May 06, 2007

Lost in translation?

I've been sent what looks like a rushed translation of an article by Neve Gordon and Ig'al Bronner that appeared in the Hebrew edition of Ha'aretz. It's about how the Israeli police get away with murdering Arabs:
It is interesting...to examine a last week event that the Israeli media almost completely ignored: Judge Noam Solberg's decision in the case of the Border Police officer, Shmuel Yekhezkel, accused of killing Jerusalem resident Samir Dari, shot after a heated verbal exchange with the cops, while he was trying to get his brother released from detention.
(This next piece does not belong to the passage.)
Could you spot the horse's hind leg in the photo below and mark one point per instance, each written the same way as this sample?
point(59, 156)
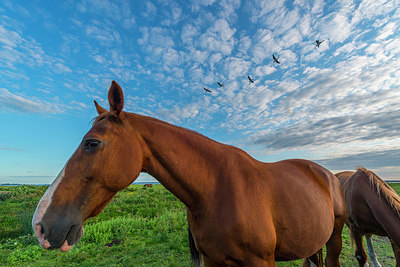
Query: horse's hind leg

In his decision the judge states clearly that the victim never made physical contact between with the cop, and did not endanger him in any way. The judge was convinced that Dari was leaving the scene when the cop Yehezkel ran after him and shot him in the back from a short range.....

Despite these unequivocal statements, Solberg acquitted the cop. The Judge stated that, although objectively the cop was not in danger, acted in his favor the reasonable possibility that "the accused felt subjectively a real threat to his life as a result of illegal assault."...

...according to the Mussawa center, since 2000 police, soldiers and private security personnel have killed 34 Arab Israeli citizens (i.e. 1948 Palestinians.) So far only four indictments were made, and only as a result of an intensive public campaign. So far there have been no conviction.

.....It is worthwhile reflecting on the arguments in Solberg's decision: the implied assumption is that Arabs mean danger.
Maybe it will appear in English later, who knows?

UPDATE - Well, what do you know? I have now found a report in the English edition of Ha'aretz on this case but it isn't the same article here. Maybe I should have headed this post, lost (and found) in translation.